The trauma of going to the edge with her has permanently altered my ways of coexisting with her. An array of what-if questions taunt me when I find myself in a place to make simple, everyday decisions. A short lunch with the family at a restaurant that’s just a few kilometers away makes me worry about the time Anu Boo is left alone, although crated, at home. I dread the time when I would be asked to return to the office even though she wouldn’t be by herself. The trauma has brought reversal in our relationship — I suffer from separation anxiety that hasn’t triggered me yet. When my breath refuses to exit my body, I finally remind myself that this moment is all I have, and for now, Anu Boo is barking orders at us for her carrots to be sliced faster.

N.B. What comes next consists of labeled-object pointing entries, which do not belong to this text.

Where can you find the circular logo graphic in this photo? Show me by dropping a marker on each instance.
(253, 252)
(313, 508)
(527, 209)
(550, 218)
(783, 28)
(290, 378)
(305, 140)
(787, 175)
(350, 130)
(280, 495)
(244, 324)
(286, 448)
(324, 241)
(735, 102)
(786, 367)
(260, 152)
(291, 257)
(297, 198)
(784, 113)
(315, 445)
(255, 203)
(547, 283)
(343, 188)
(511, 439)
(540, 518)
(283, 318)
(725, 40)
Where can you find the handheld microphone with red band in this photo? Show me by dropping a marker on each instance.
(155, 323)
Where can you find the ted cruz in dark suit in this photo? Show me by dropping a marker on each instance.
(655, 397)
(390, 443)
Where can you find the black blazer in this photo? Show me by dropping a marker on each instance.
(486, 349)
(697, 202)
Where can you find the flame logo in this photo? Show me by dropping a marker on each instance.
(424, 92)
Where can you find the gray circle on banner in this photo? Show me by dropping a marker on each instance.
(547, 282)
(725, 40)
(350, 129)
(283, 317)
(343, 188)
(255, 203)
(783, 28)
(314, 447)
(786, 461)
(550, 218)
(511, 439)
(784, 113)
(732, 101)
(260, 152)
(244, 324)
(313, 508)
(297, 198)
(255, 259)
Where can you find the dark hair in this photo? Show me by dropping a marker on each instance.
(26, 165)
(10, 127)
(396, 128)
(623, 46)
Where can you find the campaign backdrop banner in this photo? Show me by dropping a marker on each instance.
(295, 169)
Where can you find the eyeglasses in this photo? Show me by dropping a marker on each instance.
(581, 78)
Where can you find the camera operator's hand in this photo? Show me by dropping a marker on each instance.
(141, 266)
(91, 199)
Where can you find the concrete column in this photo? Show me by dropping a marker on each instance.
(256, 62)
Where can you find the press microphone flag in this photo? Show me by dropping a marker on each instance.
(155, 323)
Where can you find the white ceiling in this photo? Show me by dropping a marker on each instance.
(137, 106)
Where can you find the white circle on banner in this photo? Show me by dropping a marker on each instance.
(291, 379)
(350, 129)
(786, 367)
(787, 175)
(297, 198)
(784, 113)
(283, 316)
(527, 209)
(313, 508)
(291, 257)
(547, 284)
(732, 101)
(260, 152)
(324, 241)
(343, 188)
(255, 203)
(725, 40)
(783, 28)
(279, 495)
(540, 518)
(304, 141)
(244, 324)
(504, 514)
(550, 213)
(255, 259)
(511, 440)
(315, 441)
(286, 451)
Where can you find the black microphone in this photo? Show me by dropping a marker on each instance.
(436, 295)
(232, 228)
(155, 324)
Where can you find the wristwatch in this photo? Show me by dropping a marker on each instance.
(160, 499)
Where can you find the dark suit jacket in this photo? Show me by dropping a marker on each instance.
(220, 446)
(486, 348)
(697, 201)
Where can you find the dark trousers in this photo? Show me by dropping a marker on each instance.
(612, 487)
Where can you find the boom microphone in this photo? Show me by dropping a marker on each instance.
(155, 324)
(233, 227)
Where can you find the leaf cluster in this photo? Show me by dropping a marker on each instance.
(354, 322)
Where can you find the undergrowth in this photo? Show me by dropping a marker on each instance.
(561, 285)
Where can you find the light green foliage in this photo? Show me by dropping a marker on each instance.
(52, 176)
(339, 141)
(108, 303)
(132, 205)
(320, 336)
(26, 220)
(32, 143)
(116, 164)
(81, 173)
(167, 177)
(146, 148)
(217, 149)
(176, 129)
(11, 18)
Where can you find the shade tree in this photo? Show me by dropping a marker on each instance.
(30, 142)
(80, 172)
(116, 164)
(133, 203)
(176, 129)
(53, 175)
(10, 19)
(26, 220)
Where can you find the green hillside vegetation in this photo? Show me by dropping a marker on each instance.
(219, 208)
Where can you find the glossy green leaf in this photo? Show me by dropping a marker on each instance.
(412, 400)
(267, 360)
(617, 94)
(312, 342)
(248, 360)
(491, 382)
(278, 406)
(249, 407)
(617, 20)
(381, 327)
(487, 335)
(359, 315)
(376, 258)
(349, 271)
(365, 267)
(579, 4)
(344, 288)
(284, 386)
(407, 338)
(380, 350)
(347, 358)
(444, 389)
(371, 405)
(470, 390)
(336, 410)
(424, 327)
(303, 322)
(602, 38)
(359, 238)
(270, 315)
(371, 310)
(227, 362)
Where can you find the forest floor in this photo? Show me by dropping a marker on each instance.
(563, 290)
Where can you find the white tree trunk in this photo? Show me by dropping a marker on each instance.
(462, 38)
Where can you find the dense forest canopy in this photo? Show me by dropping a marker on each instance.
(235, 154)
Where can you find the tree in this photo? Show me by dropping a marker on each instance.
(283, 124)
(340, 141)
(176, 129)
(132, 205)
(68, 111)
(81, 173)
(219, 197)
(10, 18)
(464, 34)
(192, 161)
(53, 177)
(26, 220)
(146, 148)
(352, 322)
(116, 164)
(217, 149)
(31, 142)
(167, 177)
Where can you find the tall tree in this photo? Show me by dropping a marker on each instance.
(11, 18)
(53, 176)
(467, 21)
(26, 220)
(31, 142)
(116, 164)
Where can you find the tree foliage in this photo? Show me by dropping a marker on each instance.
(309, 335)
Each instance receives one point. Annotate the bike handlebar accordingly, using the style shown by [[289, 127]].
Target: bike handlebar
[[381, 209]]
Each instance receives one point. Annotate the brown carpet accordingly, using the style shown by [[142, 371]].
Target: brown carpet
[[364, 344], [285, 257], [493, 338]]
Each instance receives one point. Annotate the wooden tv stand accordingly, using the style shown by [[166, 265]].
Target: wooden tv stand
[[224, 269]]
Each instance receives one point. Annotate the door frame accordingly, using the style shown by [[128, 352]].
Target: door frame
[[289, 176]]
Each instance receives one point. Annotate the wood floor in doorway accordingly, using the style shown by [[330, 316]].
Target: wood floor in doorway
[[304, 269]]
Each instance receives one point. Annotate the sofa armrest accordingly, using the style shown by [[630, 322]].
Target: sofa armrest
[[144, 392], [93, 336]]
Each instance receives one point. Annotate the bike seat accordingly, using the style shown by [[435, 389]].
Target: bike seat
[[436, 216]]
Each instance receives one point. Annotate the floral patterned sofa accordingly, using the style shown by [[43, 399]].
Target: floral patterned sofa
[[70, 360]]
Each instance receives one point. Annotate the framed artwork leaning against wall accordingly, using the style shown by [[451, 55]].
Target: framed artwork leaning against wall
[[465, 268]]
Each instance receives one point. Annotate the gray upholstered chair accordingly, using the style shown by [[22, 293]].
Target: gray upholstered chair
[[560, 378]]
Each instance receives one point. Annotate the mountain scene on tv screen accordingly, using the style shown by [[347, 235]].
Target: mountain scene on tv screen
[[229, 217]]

Since 2018, around the first week of September, I watch her closely, I watch everything closely, as though there is an invisible enemy against whom I need to protect all that matters to me. When she is asleep, I watch her belly to make sure it’s rising and falling. Even when my anxiety’s voice is louder than my hope and strength’s, sometimes, I look at Anu Boo with a sense of wonder that fills my entire being, like she is a miracle. I do not believe in any organised religion, and the usage of the word miracle makes me feel like I am walking out of my body, but I cannot resist the temptation of revering the unknown, something that put her back together for me. September quietly becomes synonymous for surviving with grace and gratitude.

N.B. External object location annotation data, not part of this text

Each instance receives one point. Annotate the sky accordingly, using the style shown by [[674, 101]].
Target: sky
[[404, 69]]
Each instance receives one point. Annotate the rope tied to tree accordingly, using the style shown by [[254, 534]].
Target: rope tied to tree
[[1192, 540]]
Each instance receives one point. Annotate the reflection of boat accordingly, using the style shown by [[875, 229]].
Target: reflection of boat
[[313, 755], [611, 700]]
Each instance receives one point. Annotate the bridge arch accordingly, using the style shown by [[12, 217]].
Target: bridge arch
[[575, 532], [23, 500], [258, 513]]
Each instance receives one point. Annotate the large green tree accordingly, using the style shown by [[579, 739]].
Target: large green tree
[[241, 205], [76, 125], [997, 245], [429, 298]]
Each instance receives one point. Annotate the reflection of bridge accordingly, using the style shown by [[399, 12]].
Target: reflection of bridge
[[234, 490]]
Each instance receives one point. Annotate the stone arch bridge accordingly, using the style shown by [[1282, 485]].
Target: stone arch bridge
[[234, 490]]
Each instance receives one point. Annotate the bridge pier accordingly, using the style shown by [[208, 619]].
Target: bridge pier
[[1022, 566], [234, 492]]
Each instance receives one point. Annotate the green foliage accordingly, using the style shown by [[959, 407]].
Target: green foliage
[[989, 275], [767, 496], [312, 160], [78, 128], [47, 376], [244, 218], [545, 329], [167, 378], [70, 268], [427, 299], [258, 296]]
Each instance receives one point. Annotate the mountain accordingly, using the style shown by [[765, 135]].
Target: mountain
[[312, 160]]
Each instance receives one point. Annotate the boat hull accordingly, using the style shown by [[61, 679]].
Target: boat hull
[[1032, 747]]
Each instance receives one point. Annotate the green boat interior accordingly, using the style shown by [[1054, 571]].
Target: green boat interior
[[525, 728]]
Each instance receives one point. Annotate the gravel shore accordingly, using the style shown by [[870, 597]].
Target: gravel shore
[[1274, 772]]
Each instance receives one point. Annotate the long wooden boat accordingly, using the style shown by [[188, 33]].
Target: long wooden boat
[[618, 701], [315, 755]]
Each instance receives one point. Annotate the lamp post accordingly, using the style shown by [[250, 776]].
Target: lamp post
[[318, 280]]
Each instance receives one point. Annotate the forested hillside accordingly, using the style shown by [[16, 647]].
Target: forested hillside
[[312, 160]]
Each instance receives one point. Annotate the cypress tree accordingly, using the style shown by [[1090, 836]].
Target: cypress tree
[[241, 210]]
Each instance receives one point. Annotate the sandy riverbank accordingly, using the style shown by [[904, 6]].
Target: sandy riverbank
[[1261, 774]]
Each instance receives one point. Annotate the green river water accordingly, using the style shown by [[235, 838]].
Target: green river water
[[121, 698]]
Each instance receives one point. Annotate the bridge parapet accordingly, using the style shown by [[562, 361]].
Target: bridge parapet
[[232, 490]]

Anu Boo is truly a survivor. When all of her littermates famished and perished, she survived, as a puppy, by feeding on her sibling’s carcass. After I rescued her from an abandoned house, rushed her to the vet, he found a funny odour escaping her mouth. He nonchalantly said that she was feeding on a carcass and she must be quarantined for fourteen days. Stifling a giggle, he added, ‘You have got a very curious puppy there.’ For three months, since the time she was born, she hadn’t laid eyes on a human being. But there she was, surrounded by a bunch of human beings, sitting on her haunches, on a cold, steel table, shivering, with her sibling’s flesh rotting in her stomach, reluctantly looking around, stealing hearts irresponsibly. She wasn’t going to let anyone stop her from surviving.

4 thoughts on “Of Hope And Other Angels

  1. Just the best teacher you can ever have and a monogamous one. What a gift to have Anu Boo in your life. Learning how to let go of the “why” as she makes you understand, maybe now, maybe in years from now, but she will always teach you, whether present or not. A true muse.
    Show me, Anu Boo. And she will. 👼🐾🐕

    Liked by 1 person

    1. A true muse, indeed! Thank you for the life-affirming comment as ever, Claire. I remember reading ‘Guardians of Being: Spiritual Teaching From Our Dogs and Cats’ by Eckhart Tolle, illustrated by my favourite Patrick McDonnell. The book is a dedication to the Zen masters, our companion animals, for bringing us back to the present moment incessantly. Anu Boo is a Zen master and a humble reminder of the ultimate truth — this moment is all we have.